If we thought for a little bit longer, we’d realize that we’d also have to model the dampening role of air resistance on the object before the terminal velocity, and our graph would get a bit more complex. If we thought even harder, we would even realize that the shape, size, and other properties of the object are a large determinant in the air resistance it faces. Every piece of information learned would introduce new complexities that brought us closer and closer to correctly modeling the reality of how our object would behave as it fell.
Just because the regression thinks that we live in a world where distance increases proportionally with time, doesn’t mean that we live in a world where that’s true.
In the Pricing Team, we don’t just judge our models based on the fit they provide. We ensure that they represent the reality we know to be true.
Go down rabbit holes
The world doesn’t offer much guidance on how we should solve the pricing problems we face. There are no off-the-shelf models, stacks of academic literature, or blog posts on pricing per diem labor markets that come close to solving our problems for us. Yes, there are some helpful generalized economic concepts we use, and some principles we’ve been able to refine from our customer conversations and data. But for the most part, we’re on our own; almost every new problem we solve requires an individualized solution.
How do we solve our problems? We go down rabbit holes.
When we have an inkling something is happening in our data, when we find a clue that we might have an opportunity to learn or improve, or we are struck by random inspiration, we get very excited. We jump at the chance to uncover new patterns and discover better ways to do things. We always go down the rabbit hole. Most rabbit holes are dead-ends, and that’s fine: we know that the trick to moving fast isn’t spending idle time waiting for a sure-fire bet.
We go down as many rabbit holes as we can as quickly as we can to give ourselves as many chances at finding unexpected impacts as we can get.
Deliver value really, really quickly
The Product Team standards already emphasize this, but it’s worth noting that the Pricing Team works extremely quickly. It’s not because we put in more hours, but instead because:
- The way we think provides a lot of leverage. Solutions to critical customer problems are often as simple as ten additional lines of code, and we are great at finding those kinds of solutions.

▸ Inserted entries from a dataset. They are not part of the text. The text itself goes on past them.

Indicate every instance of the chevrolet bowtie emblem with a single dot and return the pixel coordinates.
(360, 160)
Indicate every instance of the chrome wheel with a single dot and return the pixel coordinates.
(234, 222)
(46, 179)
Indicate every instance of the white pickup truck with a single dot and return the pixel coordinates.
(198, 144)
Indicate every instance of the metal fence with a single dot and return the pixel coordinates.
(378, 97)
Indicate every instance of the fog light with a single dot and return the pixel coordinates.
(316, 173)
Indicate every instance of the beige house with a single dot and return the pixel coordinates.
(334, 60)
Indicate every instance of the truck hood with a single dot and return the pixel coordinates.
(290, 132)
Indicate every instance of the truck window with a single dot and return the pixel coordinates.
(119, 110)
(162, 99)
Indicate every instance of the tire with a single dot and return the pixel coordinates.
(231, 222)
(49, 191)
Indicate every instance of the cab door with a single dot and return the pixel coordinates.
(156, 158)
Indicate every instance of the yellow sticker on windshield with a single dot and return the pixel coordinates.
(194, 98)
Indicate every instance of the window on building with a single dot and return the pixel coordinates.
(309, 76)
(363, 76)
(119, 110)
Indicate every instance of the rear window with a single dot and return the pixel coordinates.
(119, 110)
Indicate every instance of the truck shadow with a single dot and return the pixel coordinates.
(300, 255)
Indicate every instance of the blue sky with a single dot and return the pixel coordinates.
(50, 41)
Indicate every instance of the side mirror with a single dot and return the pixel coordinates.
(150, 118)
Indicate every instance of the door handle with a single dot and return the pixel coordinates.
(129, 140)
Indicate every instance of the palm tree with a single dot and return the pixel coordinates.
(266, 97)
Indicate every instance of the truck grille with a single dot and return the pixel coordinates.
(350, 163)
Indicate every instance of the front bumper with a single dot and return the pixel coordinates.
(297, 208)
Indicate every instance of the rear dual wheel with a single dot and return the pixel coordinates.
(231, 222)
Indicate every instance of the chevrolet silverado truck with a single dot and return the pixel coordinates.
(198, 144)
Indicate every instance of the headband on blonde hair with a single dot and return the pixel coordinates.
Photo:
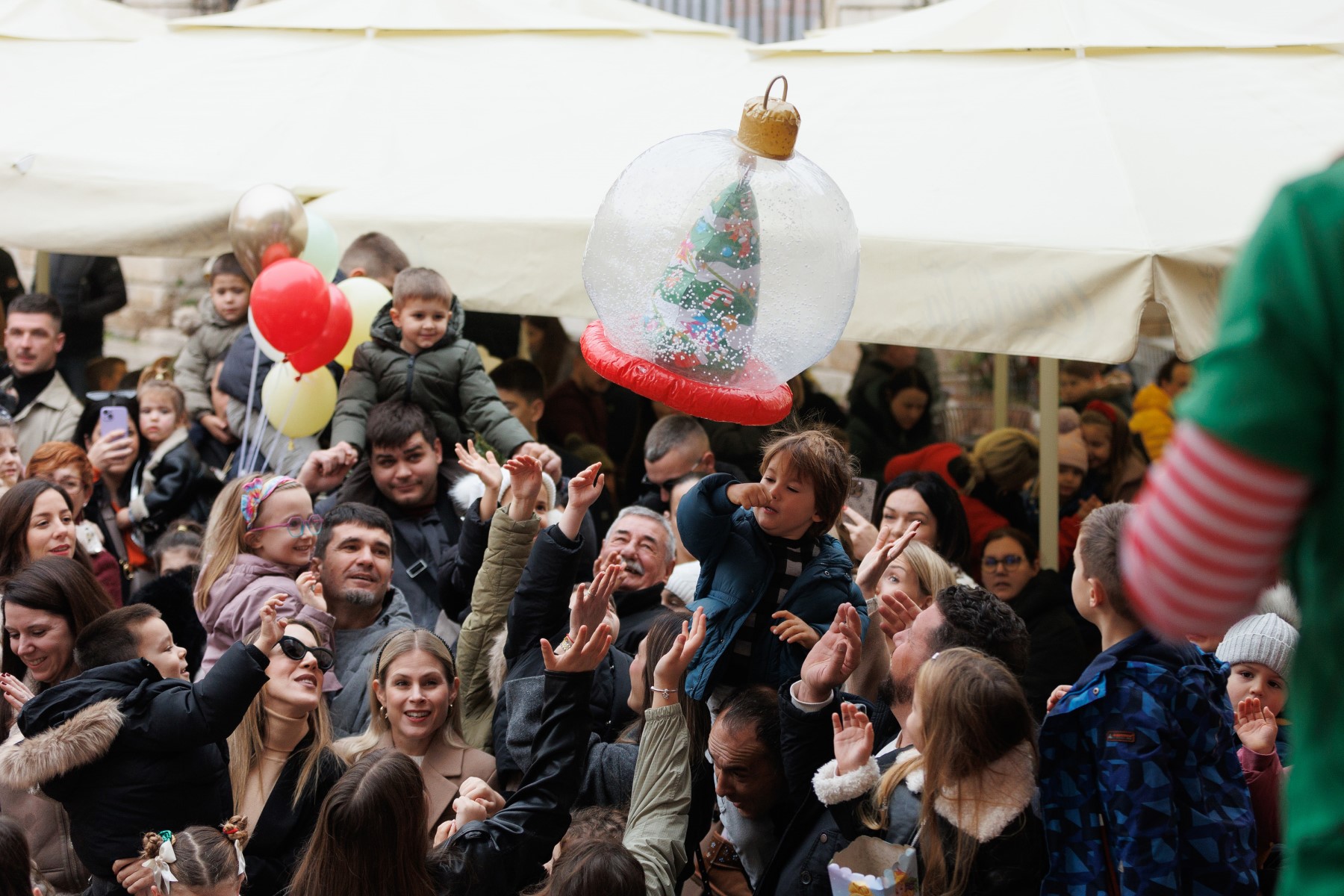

- Our work is quickly measurable. We know whether or not we’ve solved a problem within a week, and it takes two weeks at most to get a sense of how well we’ve solved it.
- Our infrastructure is built for experimentation. If we have an idea and we’re not sure how well it works, we can deploy it to a few markets of our choosing within hours.
It’s because we’re positioned so well to go incredibly fast that we emphasize speed even more than other parts of the company. Speed is our biggest strength and our greatest opportunity for impact.
Obsessively mitigate risks
We preemptively identify and address risks. At any given time, we have a portfolio of risk mitigation work that’s separate from the customer problems we’re working on.
We face three main risks:
- Bad code.
- Solutions that help customers along one dimension but create a poor customer experience along another.
- Systematic points of failure in the pricing infrastructure.
We continuously innovate our tactics for mitigating each of these risks while maintaining speed and flexibility.